Diese pelzigen Tierchen sind die letzten ihrer Art

Hohenburg - Wer in Hohenburg in einer lauen Sommernacht auf der Terrasse sitzt, kann sie fliegen sehen: die vom Aussterben bedrohten Großen Hufeisennasen.

Hufeisennasen-Fledermäuse hängen an der Decke in einem Stadel am Fledermaushaus in Hohenburg.
Hufeisennasen-Fledermäuse hängen an der Decke in einem Stadel am Fledermaushaus in Hohenburg.  © Armin Weigel/dpa

Die kleinen Bewohner des Fledermaushauses im oberpfälzischen Hohenburg sind scheu und verspielt. Nur im Schutz der Dunkelheit schwärmen sie aus und suchen nach Nahrung.

Die Fledermaus-Art siedelt in einer denkmalgeschützten Scheune in der oberpfälzischen Gemeinde. Es ist ihre letzte Kolonie in Deutschland.

Und die wird gehegt und gepflegt. Der Landesbund für Vogelschutz (LBV) betreibt das Fledermaushaus und sorgt dafür, dass es den Bewohnern an nichts fehlt. Etwa 200 "Hufis" leben hier. Tagsüber hängen sie kopfüber unterm Dachgebälk, mit der Dämmerung flattern sie durch eine Luke in der Wand hinaus ins Freie.

Etwa 20 Fledermaus-Arten gibt es in Bayern und alle kämpfen ums Überleben. Um die Menschen für Große Hufeisennase & Co. zu sensibilisieren, gibt es im Fledermaushaus in Hohenburg (Kreis Amberg-Sulzbach) den Sommer über jeden Freitagabend öffentliche Führungen.

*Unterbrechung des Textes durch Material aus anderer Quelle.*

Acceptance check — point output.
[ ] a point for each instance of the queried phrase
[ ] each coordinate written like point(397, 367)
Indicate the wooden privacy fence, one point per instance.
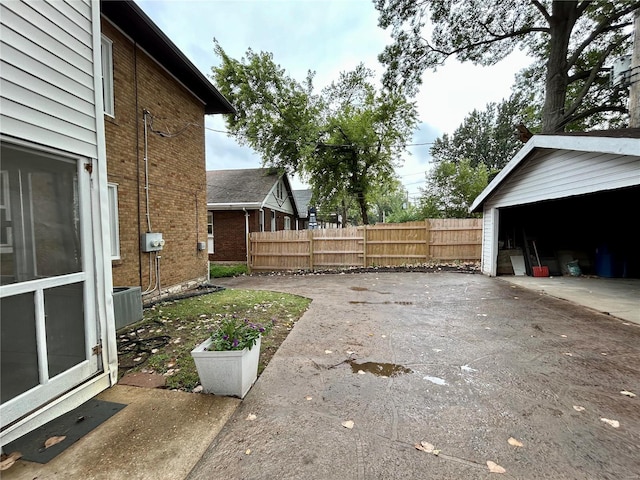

Dass sich die "Hufis" ausgerechnet in Hohenburg wohlfühlen, hat einen triftigen Grund: das angrenzende Gelände der US-Armee. Der Truppenübungsplatz Hohenfels in Schmidmühlen ist quasi die Futterstelle der Fledermäuse, wie Projektleiter Johannes Pirner berichtet. Hier finden die Tiere genau die Insekten, die auf ihrem Speiseplan stehen: Käfer, Spinnen, Schnaken und Schmetterlinge.

Der Truppenübungsplatz sei pestizidfrei, hier werde kein Gift gespritzt.

Keine Blutsauger: Die Fledermäuse sind sozial, liebevoll zu ihren Babys und verspielt

Johannes Pirner, vom Fledermaushaus zeigt auf das Tagesquartier der Fledermausart der Großen Hufeisennasen.
Johannes Pirner, vom Fledermaushaus zeigt auf das Tagesquartier der Fledermausart der Großen Hufeisennasen.  © Armin Weigel/dpa

In einer alten Scheune nahe diesem Fledermaus-Schlaraffenland haben einige Exemplare der Großen Hufeisennasen überlebt. Vor gut 25 Jahren wurden die hierzulande ausgestorben geglaubten Tiere entdeckt.

Aus dem leerstehenden Gebäude wurde das von der Regierung geschützte Feldermaushaus. Weiter Unterstützer ließen zusätzlich eine denkmalgeschützte Kirchenruine für die Fledermäuse wiederaufbauen.

Diese und die alte Scheune finden laut Pirner nicht nur die Großen Hufeisennasen wohnlich, bisweilen mischten sich auch einige andere Fledermäuse darunter. Streit zwischen den Arten gebe es aber nicht, sagt der Forstingenieur. Generell seien Fledermäuse eher sozial eingestellt.

Die Mütter kümmerten sich liebevoll und geduldig um ihre Jungen, die sich an ihren Bauch klammern. Wenn die Mutter auf Nahrungssuche geht, setzt sie das Junge ab, das währenddessen in der Scheune zurückbleibt. Wenn es kühl wird, kuscheln sich die Fledermäuse unter dem Dach hängend zusammen, was man >>hier in der Live-Webcam gut sehen kann. Manchmal könne man eine "Hufi" beobachten, wie sie sich an ein Kabel hängt und schaukelt. Denn verspielt sind die Tierchen auch.

Böse und blutrünstig seien sie jedenfalls nicht, sagt Pirner - auch wenn das die häufigste Frage sei, die Besucher ihm stellten. Oder die Leute hätten Angst, eine Fledermaus könnte sich in ihrem Haar festkrallen. Aber auch das machten die Tiere nicht, beruhigt er. Sie seien zwar neugierig, aber doch viel zu scheu.

Die größte Gefahr für Fledermäuse ist laut LBV der Verlust von Lebensraum, etwa durch den Rückgang von Insekten oder durch das Abholzen alter Bäume, die als Unterschlupf dienen können. In Hohenburg haben die Großen Hufeisennasen jedenfalls einen sicheren Rückzugsort.